Last week, the New York Times published an article titled, “A County Resents Oil Drilling, Despite the Money It Brings In.”  The author featured Glasscock County, Texas and, in particular, cotton farmer Dennis Seidenberger.  The article did an excellent job at highlighting the hardships facing surface owners, who do not own any portion of the mineral estate underlying their land, in Texas.

Under Texas law, ownership of the surface of the land and the minerals underlying the land may be severed.  This means that oftentimes, one person owns the surface of the land and uses that land for farming or ranching, while another person owns the minerals underlying the property.  Importantly, when this occurs, the mineral estate is considered dominant over the surface estate.  This means that, absent an agreement to the contrary, the owner of the mineral estate–or the oil and gas company to whom the mineral owner leased the rights–has the automatic right, generally speaking, to use as much of the surface estate as is reasonably necessary to produce the minerals, without permission from or payment to the surface owner.  For example, absent any contrary language in the lease or a surface use agreement, an oil and gas company leasing the mineral rights can place a drilling pad in the middle of a farmers field, has the right to construct roads, frack ponds, gathering lines, and even disposal wells.  Further, because substances like caliche, gravel, sand, and groundwater are considered part of the surface estate–of which the mineral lessee has the right to use as much as is reasonably necessary–that means that an oil and gas company has the right to use these substances to produce the minerals underlying the land without consent or compensation to the surface owner.

This dominant mineral estate policy imposes a great, and often unexpected and unknown, burden on surface owners, despite the fact that they receive none of the benefits from the mineral lease, such as royalty payments or bonus payments.

Don't Get FrustratedWhat Can Surface Owners Do?
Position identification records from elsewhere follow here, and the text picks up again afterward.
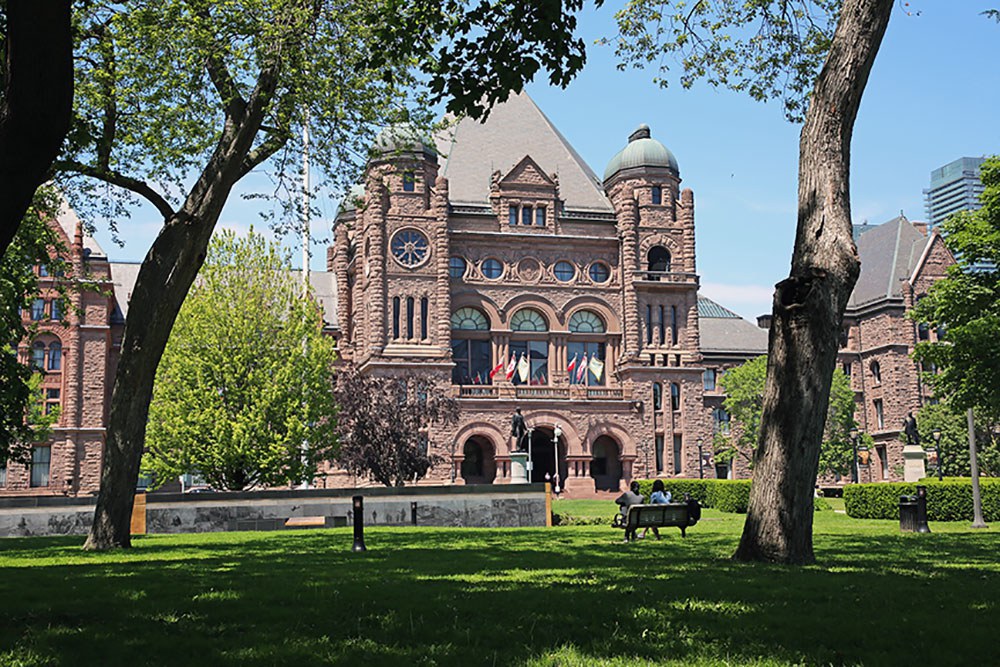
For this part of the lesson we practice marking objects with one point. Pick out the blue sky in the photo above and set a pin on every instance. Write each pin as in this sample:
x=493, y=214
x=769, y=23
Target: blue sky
x=933, y=96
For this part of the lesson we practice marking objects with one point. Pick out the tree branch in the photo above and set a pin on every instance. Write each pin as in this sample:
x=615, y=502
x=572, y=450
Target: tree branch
x=135, y=185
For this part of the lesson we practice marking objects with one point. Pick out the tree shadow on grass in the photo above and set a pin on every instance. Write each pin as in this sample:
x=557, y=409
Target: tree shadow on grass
x=437, y=596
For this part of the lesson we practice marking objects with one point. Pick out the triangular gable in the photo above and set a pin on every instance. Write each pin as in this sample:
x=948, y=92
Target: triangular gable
x=527, y=172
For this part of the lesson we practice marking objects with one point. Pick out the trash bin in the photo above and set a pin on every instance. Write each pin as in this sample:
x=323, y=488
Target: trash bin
x=908, y=514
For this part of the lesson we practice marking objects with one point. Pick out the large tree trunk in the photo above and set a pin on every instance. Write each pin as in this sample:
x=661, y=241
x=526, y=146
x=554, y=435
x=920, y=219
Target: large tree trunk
x=164, y=279
x=37, y=105
x=809, y=304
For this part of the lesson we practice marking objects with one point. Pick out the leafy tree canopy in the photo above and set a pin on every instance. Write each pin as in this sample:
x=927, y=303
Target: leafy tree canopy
x=966, y=305
x=243, y=393
x=383, y=425
x=744, y=387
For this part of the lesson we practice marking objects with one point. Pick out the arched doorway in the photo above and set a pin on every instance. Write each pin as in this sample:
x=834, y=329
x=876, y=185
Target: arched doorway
x=543, y=456
x=606, y=466
x=479, y=465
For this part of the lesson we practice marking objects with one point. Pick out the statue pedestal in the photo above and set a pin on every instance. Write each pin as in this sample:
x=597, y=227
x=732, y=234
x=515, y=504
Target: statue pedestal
x=519, y=467
x=913, y=463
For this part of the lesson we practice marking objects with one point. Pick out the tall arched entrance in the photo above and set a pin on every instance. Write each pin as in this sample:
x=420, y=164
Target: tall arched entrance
x=479, y=464
x=543, y=456
x=606, y=466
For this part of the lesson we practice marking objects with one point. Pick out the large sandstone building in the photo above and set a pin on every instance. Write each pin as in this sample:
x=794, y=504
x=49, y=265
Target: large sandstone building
x=497, y=263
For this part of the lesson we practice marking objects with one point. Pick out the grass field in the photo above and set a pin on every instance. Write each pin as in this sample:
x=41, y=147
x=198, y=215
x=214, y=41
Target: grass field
x=569, y=595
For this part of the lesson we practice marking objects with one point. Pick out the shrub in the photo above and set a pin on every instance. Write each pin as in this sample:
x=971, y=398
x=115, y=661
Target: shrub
x=948, y=500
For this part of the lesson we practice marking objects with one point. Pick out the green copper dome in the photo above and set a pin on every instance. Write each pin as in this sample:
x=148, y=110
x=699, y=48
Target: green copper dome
x=404, y=138
x=642, y=151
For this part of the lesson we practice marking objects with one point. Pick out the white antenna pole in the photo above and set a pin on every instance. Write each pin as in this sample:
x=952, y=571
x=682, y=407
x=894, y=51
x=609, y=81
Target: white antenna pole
x=305, y=205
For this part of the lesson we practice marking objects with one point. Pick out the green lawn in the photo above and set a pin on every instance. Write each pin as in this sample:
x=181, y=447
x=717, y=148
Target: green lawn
x=570, y=595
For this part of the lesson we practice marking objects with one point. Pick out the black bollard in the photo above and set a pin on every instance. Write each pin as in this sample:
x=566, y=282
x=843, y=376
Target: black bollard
x=359, y=523
x=922, y=526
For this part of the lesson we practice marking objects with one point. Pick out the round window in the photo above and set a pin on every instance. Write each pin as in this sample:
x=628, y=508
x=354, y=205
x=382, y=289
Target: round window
x=409, y=247
x=599, y=273
x=564, y=271
x=456, y=267
x=492, y=269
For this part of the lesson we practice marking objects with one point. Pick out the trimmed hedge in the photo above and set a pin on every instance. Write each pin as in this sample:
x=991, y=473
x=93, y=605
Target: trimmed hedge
x=948, y=500
x=725, y=495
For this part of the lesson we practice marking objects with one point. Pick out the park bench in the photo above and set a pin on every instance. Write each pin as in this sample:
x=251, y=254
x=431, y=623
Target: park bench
x=680, y=515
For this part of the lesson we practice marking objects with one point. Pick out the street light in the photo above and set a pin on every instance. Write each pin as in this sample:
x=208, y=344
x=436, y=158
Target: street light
x=701, y=468
x=557, y=432
x=937, y=450
x=855, y=473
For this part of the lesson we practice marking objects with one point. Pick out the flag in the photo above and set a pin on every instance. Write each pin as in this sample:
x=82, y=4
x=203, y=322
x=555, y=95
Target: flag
x=596, y=367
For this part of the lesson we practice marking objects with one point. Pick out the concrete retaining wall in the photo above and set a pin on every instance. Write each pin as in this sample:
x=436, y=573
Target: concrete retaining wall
x=486, y=506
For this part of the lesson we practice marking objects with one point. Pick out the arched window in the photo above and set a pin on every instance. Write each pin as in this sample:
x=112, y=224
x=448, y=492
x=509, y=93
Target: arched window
x=470, y=347
x=658, y=259
x=38, y=355
x=55, y=356
x=876, y=370
x=528, y=319
x=586, y=321
x=469, y=319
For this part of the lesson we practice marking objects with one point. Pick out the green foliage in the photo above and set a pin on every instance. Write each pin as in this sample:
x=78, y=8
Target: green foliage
x=766, y=48
x=967, y=305
x=948, y=500
x=21, y=422
x=744, y=387
x=725, y=495
x=243, y=392
x=954, y=446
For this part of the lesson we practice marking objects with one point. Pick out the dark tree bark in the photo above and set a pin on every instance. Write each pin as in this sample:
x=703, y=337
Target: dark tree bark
x=37, y=106
x=809, y=305
x=166, y=276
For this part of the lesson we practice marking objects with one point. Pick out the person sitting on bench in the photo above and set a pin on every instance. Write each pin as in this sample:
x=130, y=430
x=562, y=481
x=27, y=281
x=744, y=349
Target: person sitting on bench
x=626, y=500
x=660, y=496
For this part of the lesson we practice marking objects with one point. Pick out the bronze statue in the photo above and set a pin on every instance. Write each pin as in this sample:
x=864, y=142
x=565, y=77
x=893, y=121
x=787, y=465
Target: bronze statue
x=910, y=429
x=517, y=429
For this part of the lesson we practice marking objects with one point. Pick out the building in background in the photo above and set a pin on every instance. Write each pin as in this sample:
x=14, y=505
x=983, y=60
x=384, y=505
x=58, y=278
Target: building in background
x=954, y=187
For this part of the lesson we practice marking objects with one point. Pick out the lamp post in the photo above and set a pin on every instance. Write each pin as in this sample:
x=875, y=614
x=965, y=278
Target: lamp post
x=557, y=432
x=937, y=450
x=855, y=473
x=701, y=467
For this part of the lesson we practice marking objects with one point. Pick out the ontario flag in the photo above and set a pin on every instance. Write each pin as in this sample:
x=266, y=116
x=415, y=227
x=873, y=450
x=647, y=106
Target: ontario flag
x=496, y=369
x=511, y=367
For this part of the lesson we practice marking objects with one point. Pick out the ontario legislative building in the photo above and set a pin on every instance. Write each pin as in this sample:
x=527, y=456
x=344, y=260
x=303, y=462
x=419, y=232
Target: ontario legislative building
x=498, y=264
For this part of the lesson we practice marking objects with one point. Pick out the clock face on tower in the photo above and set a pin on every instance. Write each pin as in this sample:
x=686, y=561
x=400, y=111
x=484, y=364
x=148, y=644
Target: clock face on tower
x=409, y=247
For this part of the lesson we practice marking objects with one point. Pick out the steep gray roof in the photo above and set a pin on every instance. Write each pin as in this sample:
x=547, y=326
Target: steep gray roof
x=474, y=150
x=124, y=274
x=722, y=330
x=889, y=252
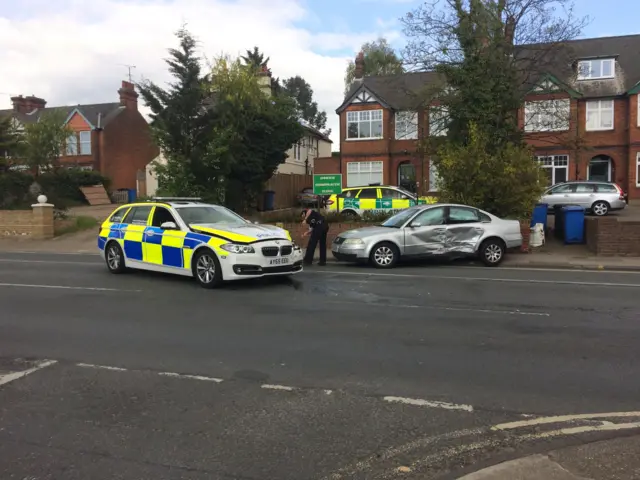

As explained above, the general rule allowing a mineral owner the automatic right to use as much of the surface as is reasonably  necessary applies absent an agreement between the parties modifying that rule.  In order to protect themselves, surface owners should seek to negotiate contractual protections for themselves and their property with the mineral owner/lessee.  If the surface owner also owns some portion of the minerals, he or she should ensure that terms related to protection of the surface be included in the oil and gas lease.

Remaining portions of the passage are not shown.